E um dos principais pontos para esse deslize está exatamente no modo como o jogo é conduzido. O estilo plataforma 2.5D funciona muito bem para reinventar a série e cria situações bem interessantes — principalmente pelo uso de perspectiva para criar um cenário bem complexo —, mas algumas mudanças feitas para adaptar o game a essas novidades não funcionam tão bem.
Exemplo disso é a própria jogabilidade. Chronicles: China se aproxima muito mais de um jogo de portátil do que um de console.
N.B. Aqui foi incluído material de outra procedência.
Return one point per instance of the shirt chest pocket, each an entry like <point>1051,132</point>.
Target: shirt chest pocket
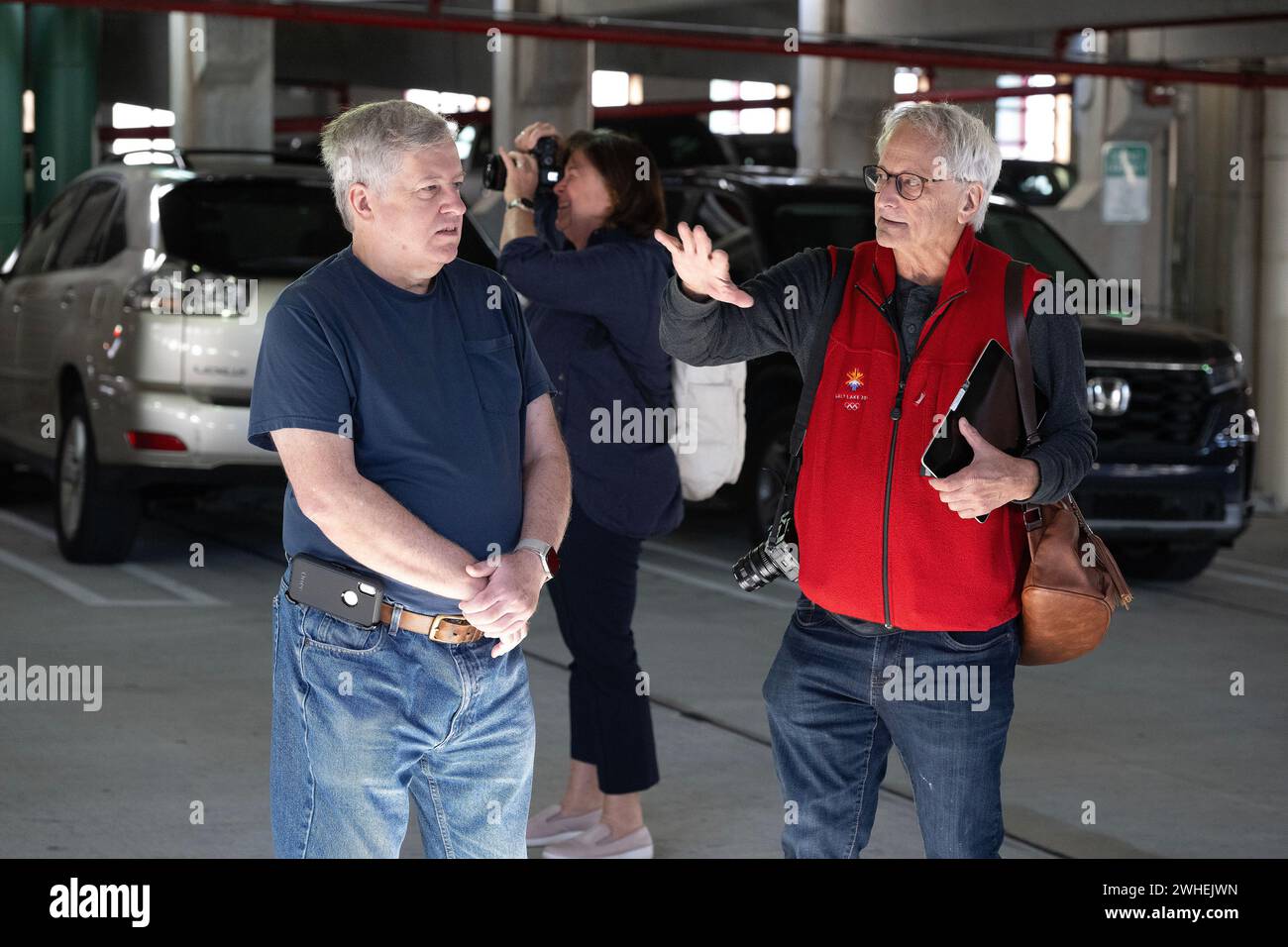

E isso faz com que ele fique completamente sem identidade e deslocado nos sistemas para os quais foi lançado.
Dividido em capítulos curtos e totalmente pensado para ser jogado em partidas breves, ele segue uma dinâmica que funciona muito mais em um Vita ou 3DS do que no PS4, Xbox One ou PC. Ao trazer uma experiência fragmentada, ele simplesmente não se desenvolve da forma como deveria, o que faz com que o jogo não empolgue em momento algum. Ele até tenta criar momentos mais impactantes, mas essa quebra é tão forte que você não consegue sair do marasmo no qual o título se afunda.
Isso afeta também o desenrolar da história. Como o enredo só pode ser trabalhado no início e no final de cada fase, o novo Assassin’s Creed não consegue se aprofundar em nada, fazendo com que a trama que tinha tudo para expandir o universo da série se torne algo banal. Tanto que nem mesmo a ligação com Ezio e o curta Assassin’s Creed: Embers consegue fazer com que as coisas fiquem mais interessantes.
Mais do que isso, Chronicles: China tropeça naquilo que mais marca a franquia: o apelo histórico. Embora a saga de Shao Jun esteja vinculada à invasão dos mongóis à China no século XVI, isso está presente na trama apenas de maneira superficial e é pincelado somente em momentos bem pontuais, a ponto de você às vezes se esquecer de quando o game se passa.
Por outro lado, não há como ignorar os acertos que o jogo tem. A mecânica de exploração do cenário 2,5D é o grande destaque, principalmente por se encaixar muito bem na proposta que valoriza muito mais o stealth do que ação propriamente dita. O foco aqui não é sair matando todo mundo, mas permanecer invisível ao longo de todo o nível e se aproveitar de todos os itens e acessórios disponíveis para distrair os inimigos. Tanto que o próprio sistema de combate é punitivo o suficiente para fazê-lo ficar longe qualquer confronto desnecessário.
Porém, esse foco em mortes silenciosas acaba sendo levando tão à risca que ele está presente até mesmo os momentos em que ele não deveria. Dependendo da forma como você avança, Chronicles: China conclui a batalha contra os chefes com um único botão. Apesar de a história se desenvolver muito mal, você ainda espera enfrentar os Templários de igual para igual, principalmente após todas as cenas que os mostram como uma grande ameaça — o que acaba se provando uma grande piada.
Já em termos visuais, não há nem o que comentar. Essa nova linha de Assassin’s Creed vem com uma pegada visual bem diferente dos gráficos da série principal e o resultado é bem positivo. A ideia é recriar a arte chinesa a partir de um efeito de aquarela que deixa tudo muito bonito e ajuda a construir a ambientação que o jogo não consegue fazer na parte narrativa.
No fim das contas, Assassin’s Creed Chronicles: China é uma ótima ideia executada de uma forma bem medíocre. Ele não é um jogo ruim, mas se contenta em ficar limitado à própria mediocridade. Sem altos e baixos de destaque, ele prefere nadar no raso e não se arriscar do que apostar naquilo que ele tem de novo e de diferente, sendo algo sem graça.
E isso afeta aquilo que há de mais importante em um jogo: a diversão. De nada adianta juntar um monte de elementos que funcionam muito bem na teoria, mas não ser capaz de juntar tudo isso com algo que realmente anime o jogador.
No fim das contas, ao mesmo tempo em que a Ubisoft falhou ao repetir o erro de Frankenstein, seu erro foi exatamente o de não ter tentado ser como o cientista. Ainda que ela tenha seguido a cartilha para criar algo diferente, faltou coragem para ousar e criar algo realmente único e não apenas um amontoado que, no papel, funciona. Faltou coragem para fazer com que sua obra realmente tenha vida.